A report published this month by the Electronic Frontier Foundation (EFF) has lifted the lid on the extent of the crackdown by the Government of Kazakhstan on so-called dissidents.
According to the EFF, the Kazakh regime continues to intimidate those who are viewed as standing against or speaking out against them with a range of tactics, including various means of online harassment.
The allegations leveled include that the Government has undertaking online surveillance and even uploaded malware onto the devices of journalists, opposition party members, their families, and even the lawyers of those who are pursuing the Government through the Kazakh legal system.
The EFF have dubbed this campaign “Operation Manul” and they have pieced together a shocking array of evidence against the Kazakh government with the help of two separate cyber-security companies.
In particular, the targets seem to have been those linked with the website Kazaword, which has published various leaked documents it claimed demonstrate systemic government corruption. But the campaign, whilst undoubtedly malicious in intent, has apparently not always been the most professionally executed one.
EFF has traced much of the activity back to an Indian security company called Appin Security Group, and their conclusion is that the Kazakh regime has simply hired them in an effort to carry our surveillance on stated targets. They note that “a hired actor may also explain the generic and uninspired nature” of many of the attacks.
They have also found links to a company called Arcanum Global Intelligence, which is based in Switzerland and which is also believed to have been contracted by the Kazakh regime.
For those familiar with Kazakhstan’s record on online freedom, these revelations will likely not be too much of a shock. They are on record as having attempted to establish a ‘Kazakh Great Firewall’ in the same vein as the Chinese one and have close links to the Chinese Communist regime on these matters.

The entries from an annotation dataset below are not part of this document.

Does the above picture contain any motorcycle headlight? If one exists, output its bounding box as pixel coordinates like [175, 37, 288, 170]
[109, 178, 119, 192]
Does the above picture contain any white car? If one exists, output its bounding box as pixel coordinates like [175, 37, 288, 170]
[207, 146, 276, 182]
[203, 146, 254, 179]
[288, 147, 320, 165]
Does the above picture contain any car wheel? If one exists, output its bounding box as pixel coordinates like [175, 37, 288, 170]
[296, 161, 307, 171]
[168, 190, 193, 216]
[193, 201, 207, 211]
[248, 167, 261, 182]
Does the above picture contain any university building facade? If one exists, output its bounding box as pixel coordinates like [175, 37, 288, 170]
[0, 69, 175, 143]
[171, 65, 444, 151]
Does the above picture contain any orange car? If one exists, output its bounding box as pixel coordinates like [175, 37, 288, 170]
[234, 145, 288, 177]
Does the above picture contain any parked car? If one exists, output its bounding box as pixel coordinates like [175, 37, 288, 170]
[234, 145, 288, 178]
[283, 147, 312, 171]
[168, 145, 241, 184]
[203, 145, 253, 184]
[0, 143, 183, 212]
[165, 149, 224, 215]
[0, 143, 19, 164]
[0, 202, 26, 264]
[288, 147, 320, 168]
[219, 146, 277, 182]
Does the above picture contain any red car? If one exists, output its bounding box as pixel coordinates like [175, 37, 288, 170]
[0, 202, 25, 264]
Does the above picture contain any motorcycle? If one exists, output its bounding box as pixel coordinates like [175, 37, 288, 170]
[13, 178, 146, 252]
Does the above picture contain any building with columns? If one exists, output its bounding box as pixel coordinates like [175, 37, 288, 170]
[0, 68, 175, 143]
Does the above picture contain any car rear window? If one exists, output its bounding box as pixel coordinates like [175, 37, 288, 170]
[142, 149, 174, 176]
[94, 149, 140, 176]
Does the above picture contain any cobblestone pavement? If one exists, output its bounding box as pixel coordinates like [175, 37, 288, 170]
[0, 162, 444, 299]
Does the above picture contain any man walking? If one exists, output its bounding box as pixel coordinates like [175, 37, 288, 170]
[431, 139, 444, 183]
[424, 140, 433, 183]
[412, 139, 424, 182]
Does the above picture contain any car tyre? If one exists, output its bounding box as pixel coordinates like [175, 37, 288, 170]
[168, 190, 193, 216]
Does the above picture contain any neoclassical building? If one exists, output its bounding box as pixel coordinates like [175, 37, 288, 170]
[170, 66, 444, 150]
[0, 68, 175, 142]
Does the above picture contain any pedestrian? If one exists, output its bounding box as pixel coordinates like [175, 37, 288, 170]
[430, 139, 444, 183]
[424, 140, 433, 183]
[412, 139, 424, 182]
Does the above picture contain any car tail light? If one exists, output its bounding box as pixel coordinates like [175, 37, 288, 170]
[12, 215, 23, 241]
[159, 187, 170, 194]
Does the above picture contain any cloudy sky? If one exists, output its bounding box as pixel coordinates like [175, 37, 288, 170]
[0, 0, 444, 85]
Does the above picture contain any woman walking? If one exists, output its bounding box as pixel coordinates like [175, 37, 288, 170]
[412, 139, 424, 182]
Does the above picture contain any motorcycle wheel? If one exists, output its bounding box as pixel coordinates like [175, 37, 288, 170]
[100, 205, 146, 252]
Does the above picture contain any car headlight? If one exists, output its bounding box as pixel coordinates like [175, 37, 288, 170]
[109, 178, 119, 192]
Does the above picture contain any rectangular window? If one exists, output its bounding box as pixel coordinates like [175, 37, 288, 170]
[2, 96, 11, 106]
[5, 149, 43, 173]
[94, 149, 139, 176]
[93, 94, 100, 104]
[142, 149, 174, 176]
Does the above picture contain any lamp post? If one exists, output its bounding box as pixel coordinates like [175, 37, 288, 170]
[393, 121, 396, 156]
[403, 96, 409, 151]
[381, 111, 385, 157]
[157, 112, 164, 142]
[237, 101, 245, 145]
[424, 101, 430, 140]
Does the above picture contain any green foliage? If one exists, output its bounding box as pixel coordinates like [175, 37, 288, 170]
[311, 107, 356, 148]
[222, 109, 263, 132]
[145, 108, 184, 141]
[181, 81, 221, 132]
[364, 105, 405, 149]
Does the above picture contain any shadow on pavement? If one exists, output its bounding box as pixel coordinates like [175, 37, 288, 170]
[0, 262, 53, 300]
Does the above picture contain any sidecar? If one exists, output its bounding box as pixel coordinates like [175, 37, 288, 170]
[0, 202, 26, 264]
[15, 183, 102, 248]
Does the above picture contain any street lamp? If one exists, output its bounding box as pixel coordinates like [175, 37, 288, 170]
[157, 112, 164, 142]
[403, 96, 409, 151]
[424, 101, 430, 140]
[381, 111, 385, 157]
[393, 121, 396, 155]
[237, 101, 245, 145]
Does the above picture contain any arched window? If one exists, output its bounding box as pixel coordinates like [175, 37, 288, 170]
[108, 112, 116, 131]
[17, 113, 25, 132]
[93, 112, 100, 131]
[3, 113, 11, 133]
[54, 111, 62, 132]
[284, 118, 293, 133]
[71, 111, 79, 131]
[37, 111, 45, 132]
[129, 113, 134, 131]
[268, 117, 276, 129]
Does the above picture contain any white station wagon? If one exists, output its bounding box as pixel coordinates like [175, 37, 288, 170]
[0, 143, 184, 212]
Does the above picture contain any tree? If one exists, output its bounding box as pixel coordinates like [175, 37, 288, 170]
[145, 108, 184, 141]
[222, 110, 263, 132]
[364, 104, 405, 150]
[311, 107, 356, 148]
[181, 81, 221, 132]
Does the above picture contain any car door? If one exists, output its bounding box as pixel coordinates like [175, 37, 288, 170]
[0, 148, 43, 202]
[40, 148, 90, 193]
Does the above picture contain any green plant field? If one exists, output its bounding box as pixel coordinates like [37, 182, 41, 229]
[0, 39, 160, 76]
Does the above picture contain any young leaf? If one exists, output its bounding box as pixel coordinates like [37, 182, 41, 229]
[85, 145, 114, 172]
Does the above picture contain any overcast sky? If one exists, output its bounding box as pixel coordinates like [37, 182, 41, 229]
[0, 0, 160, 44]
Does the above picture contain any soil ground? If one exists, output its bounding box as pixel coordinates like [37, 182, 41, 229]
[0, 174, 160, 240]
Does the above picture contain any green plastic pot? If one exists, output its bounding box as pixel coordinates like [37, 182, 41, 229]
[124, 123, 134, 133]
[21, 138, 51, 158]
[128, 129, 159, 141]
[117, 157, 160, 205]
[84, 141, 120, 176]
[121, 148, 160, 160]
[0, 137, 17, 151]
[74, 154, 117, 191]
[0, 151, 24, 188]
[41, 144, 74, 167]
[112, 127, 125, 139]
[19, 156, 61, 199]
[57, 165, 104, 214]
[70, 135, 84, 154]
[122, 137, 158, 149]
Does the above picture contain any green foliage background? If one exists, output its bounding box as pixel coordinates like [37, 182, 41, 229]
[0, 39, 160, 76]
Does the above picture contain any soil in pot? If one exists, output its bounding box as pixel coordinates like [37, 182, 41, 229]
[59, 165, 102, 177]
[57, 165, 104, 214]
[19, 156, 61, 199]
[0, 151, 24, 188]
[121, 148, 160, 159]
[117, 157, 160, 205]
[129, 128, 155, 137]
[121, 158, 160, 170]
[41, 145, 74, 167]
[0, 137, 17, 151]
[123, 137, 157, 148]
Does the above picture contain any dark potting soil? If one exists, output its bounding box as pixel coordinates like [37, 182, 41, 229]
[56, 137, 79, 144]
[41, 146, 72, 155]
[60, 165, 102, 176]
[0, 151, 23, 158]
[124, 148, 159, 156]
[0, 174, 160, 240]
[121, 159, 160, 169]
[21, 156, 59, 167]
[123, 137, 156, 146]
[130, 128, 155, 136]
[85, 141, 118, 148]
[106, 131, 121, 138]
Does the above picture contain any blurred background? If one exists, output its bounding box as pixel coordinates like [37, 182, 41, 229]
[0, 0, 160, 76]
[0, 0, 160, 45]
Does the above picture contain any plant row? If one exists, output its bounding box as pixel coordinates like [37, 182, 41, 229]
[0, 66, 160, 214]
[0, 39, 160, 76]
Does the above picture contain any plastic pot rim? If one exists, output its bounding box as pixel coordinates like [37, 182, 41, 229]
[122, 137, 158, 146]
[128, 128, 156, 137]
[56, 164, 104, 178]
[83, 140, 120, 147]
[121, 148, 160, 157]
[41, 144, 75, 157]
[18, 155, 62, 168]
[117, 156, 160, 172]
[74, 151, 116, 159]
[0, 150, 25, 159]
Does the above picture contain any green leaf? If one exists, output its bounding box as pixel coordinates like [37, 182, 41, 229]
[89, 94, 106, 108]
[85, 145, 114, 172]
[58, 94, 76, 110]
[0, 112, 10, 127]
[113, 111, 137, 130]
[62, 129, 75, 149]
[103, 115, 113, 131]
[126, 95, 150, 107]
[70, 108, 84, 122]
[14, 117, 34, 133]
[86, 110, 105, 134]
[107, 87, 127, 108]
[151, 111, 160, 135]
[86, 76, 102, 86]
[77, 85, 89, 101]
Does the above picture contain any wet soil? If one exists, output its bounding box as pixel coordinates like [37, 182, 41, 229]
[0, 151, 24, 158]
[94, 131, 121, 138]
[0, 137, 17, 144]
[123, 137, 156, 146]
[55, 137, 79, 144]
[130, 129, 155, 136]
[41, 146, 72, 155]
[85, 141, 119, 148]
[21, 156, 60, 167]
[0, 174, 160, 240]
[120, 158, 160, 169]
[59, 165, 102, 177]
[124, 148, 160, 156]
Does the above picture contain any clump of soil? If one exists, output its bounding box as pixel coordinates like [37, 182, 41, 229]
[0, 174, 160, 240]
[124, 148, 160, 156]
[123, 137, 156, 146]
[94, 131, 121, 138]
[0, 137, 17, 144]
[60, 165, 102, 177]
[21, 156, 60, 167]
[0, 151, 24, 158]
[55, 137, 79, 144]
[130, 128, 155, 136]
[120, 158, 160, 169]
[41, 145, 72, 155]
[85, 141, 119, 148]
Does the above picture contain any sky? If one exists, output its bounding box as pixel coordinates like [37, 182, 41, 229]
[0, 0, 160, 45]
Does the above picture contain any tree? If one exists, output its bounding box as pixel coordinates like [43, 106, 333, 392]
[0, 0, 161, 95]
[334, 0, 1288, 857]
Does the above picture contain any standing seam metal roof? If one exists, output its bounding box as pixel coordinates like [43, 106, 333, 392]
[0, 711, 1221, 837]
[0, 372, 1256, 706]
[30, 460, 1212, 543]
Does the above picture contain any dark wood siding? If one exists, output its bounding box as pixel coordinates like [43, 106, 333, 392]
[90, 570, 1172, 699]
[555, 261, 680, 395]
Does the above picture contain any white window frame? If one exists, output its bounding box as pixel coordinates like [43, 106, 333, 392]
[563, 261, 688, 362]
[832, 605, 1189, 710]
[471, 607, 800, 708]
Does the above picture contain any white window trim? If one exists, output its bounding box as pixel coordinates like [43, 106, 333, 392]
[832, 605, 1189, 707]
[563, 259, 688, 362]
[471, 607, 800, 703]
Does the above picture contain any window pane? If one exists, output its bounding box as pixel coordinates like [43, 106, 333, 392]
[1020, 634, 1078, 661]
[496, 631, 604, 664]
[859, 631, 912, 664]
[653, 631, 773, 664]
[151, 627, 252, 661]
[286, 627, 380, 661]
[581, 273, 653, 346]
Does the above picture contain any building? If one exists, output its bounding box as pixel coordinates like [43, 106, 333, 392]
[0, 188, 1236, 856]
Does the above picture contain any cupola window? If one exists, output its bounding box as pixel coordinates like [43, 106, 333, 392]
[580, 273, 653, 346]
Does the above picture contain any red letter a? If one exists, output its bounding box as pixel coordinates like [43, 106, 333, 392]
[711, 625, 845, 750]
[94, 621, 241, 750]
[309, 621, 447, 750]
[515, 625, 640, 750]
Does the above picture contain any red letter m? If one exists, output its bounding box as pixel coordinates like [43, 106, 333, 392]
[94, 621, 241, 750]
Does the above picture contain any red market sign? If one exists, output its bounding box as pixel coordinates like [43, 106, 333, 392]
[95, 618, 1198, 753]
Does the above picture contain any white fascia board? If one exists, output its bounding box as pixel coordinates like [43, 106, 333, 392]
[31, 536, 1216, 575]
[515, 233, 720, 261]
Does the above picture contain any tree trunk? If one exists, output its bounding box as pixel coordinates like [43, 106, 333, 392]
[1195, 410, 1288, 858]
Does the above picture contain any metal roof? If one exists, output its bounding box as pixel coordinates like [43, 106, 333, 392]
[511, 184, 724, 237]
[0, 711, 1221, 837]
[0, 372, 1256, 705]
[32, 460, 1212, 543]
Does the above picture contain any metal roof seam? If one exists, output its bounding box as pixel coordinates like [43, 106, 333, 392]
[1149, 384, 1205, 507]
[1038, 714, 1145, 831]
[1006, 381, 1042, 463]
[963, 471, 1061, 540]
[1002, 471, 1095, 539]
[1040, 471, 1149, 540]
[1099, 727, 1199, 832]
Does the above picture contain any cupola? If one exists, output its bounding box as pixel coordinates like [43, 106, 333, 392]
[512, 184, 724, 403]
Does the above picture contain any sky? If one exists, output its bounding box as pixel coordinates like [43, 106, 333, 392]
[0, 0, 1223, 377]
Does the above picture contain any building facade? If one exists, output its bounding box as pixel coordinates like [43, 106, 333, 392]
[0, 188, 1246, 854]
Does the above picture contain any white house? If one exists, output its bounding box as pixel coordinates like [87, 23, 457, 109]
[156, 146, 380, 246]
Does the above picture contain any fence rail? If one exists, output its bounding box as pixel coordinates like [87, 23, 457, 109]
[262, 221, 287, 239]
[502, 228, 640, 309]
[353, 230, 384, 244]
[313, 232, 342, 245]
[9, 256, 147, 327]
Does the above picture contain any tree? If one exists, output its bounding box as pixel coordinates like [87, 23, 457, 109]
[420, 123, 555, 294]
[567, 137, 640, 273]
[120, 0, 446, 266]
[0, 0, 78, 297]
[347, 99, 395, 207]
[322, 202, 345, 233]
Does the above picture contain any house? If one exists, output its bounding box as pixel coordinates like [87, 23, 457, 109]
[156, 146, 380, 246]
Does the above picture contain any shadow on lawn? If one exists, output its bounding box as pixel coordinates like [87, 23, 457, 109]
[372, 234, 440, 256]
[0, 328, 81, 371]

From January of this year, the Kazakh regime has gone one step further, though. They now have a programme of online surveillance which encompasses the whole of the country. All citizens of Kazakhstan have been obliged to download a new “national security certificate” onto all computers, tablets, and smartphones.
This intercepts all online activity between Kazakh citizens and overseas servers and can even collect data on encrypted connections. Needless to say, this is a huge invasion of privacy and has had a massively negative impact on relations between Kazakhs and the outside world.
And as the report points out, and well as stymying the flow of information between Kazakhstan and other countries, it will also be hitting the country’s economy extremely hard too.
Widespread blocking on popular international sites and systemic government surveillance is a huge deterrent to outside investors thinking of doing business in a country. It also means companies have slow and unreliable internet connections, which in the modern age is also a big turn off.
But perhaps most crucially, it is also a massive security risk to companies too. Even if they were not concerned about all their corporate secrets falling into the hands of the Kazakh regime, they know that such collection is a lure to hackers too. Gathering all this data makes the Kazakh regime vulnerable to cyber-attacks and this is a risk many businesses just won’t take.
As for individual users, it does seem that the campaign is only targeted at those openly critical of the Kazakh regime for now. But the bulk collection of data on this scale is a huge invasion of privacy and will no doubt undermine freedom of speech and expression for Kazakhs, even within the confines of their own home.